The results demonstrated that surface modification is the decisive factor governing the cytotoxicity of AuNWs. CTAB proved the capability to induce E.coli DH5α cell death and destroy bacteria growth. As regards to the surface modification, the AuNWs capped with NaHCO3 (well-known as baking soda), indicated minimal toxicity effect and had almost no effect on cell viability in an alkaline environment. The alkaline environment retarded the activity of the toxicity which inhibits the cellular uptake. When combining with NaHCO3, the acidic environment that usually leads to cell death is halts and decreasing the risk of adverse effects and toxicity.
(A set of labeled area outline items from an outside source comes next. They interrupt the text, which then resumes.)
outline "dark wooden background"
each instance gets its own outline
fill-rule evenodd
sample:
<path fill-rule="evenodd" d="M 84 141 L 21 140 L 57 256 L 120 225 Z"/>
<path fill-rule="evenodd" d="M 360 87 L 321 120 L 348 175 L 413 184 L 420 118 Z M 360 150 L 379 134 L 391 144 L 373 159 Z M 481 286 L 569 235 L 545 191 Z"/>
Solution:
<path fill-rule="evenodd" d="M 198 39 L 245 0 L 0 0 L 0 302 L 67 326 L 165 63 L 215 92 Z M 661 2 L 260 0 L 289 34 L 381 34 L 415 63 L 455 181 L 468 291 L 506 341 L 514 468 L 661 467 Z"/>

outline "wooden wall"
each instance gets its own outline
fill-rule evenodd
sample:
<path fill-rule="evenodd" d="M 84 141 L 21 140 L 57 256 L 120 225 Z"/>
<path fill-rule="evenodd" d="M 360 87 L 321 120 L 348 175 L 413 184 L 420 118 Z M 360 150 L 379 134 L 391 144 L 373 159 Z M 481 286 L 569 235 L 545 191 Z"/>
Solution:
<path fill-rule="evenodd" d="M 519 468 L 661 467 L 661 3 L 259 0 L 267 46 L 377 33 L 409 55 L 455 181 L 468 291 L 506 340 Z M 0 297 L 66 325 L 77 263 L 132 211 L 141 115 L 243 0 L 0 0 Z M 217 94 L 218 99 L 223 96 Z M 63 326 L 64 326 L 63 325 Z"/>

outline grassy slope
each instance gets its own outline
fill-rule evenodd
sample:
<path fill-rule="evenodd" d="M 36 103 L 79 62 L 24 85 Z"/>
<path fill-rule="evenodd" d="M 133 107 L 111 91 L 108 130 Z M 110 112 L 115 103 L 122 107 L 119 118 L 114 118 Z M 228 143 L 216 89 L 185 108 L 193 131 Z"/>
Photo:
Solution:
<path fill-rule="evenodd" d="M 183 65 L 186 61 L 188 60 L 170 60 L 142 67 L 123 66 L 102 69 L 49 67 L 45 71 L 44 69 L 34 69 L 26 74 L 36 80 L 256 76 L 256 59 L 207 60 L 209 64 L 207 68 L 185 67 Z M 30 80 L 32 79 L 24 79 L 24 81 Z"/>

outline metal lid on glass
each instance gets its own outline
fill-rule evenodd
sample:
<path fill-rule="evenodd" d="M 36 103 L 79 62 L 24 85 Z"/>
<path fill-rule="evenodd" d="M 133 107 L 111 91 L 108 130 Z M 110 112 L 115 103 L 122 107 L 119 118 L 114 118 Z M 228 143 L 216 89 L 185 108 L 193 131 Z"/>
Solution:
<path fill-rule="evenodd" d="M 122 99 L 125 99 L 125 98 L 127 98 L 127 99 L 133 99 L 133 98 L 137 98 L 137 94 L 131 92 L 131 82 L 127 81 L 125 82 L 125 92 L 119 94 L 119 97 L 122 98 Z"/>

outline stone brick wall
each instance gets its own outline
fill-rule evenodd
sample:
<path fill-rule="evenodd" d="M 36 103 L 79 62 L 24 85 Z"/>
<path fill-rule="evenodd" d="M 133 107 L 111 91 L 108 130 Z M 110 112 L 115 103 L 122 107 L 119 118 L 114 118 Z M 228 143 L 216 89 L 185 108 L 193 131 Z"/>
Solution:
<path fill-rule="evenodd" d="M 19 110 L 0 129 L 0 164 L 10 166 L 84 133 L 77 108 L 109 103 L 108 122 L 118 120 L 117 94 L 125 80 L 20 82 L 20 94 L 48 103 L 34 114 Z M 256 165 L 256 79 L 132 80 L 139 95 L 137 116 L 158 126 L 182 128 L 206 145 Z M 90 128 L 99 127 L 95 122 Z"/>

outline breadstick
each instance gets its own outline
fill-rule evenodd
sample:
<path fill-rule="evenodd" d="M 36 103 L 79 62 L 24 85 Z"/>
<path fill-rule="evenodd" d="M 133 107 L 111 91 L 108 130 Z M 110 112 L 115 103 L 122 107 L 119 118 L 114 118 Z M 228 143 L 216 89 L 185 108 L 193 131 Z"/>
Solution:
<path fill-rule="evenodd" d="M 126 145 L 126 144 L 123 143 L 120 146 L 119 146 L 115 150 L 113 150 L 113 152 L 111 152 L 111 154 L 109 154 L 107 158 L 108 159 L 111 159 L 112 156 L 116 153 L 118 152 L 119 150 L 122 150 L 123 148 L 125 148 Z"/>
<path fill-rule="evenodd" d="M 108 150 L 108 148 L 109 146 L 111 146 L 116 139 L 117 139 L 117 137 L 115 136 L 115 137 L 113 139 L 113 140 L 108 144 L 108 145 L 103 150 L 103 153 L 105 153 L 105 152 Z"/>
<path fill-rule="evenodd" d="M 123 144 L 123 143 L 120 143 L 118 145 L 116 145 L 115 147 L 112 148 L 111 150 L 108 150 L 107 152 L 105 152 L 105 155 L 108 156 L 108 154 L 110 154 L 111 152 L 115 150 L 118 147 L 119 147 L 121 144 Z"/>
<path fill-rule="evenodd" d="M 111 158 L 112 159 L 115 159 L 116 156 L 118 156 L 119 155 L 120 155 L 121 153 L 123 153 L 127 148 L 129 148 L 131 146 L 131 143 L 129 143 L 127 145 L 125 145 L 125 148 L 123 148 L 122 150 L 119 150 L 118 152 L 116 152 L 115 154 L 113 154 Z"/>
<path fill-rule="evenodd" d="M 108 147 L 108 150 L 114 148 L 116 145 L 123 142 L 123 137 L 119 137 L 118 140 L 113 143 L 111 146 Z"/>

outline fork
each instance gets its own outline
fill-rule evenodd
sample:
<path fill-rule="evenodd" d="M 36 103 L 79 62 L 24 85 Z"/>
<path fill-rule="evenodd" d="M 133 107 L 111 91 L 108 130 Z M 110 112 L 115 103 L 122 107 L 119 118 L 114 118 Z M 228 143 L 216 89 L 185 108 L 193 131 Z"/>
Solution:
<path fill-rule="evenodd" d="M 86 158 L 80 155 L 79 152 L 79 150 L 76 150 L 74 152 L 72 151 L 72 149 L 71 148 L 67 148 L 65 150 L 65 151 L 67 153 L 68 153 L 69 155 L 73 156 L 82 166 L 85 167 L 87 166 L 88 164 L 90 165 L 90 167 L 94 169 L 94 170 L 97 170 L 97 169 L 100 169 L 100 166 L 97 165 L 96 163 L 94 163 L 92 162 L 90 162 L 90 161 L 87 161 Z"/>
It is believed that the primary toxicity mechanism of the AuNWs-CTAB was via the activation of intracellular cell damage, which rigidly controls the per cent of cell survival. As the cell tries protecting itself from toxicity created by the molecule, other existing plasma proteins will adsorb on the surface of nanowires. The nanowires eventually penetrate the cells after adjusting the interfacial properties of the adsorbed protein shell. However, some of the adjustments are not always a success as not all modified AuNWs surface would able to enter the cells effectively. The proper conjugated AuNWs able to recognise the proteins on the cell membrane. Thus, adsorption of the protein to the surface of the nanowires mediate the direct penetration of nanowires. Typically, smaller AuNWs are frequently deemed as more toxic due to the ability to fully penetrate at intracellular locations (e.g., nucleus) which is not able to get through by larger nanostructures. Hence, since cytotoxicity was controlled by the physicochemical surface properties (surface charge number and dimensions) of AuNWs, it is crucial to employ riskless surface modification reagent to govern the biological effects of nanowires to ensure the safety of nanostructures used in medical applications.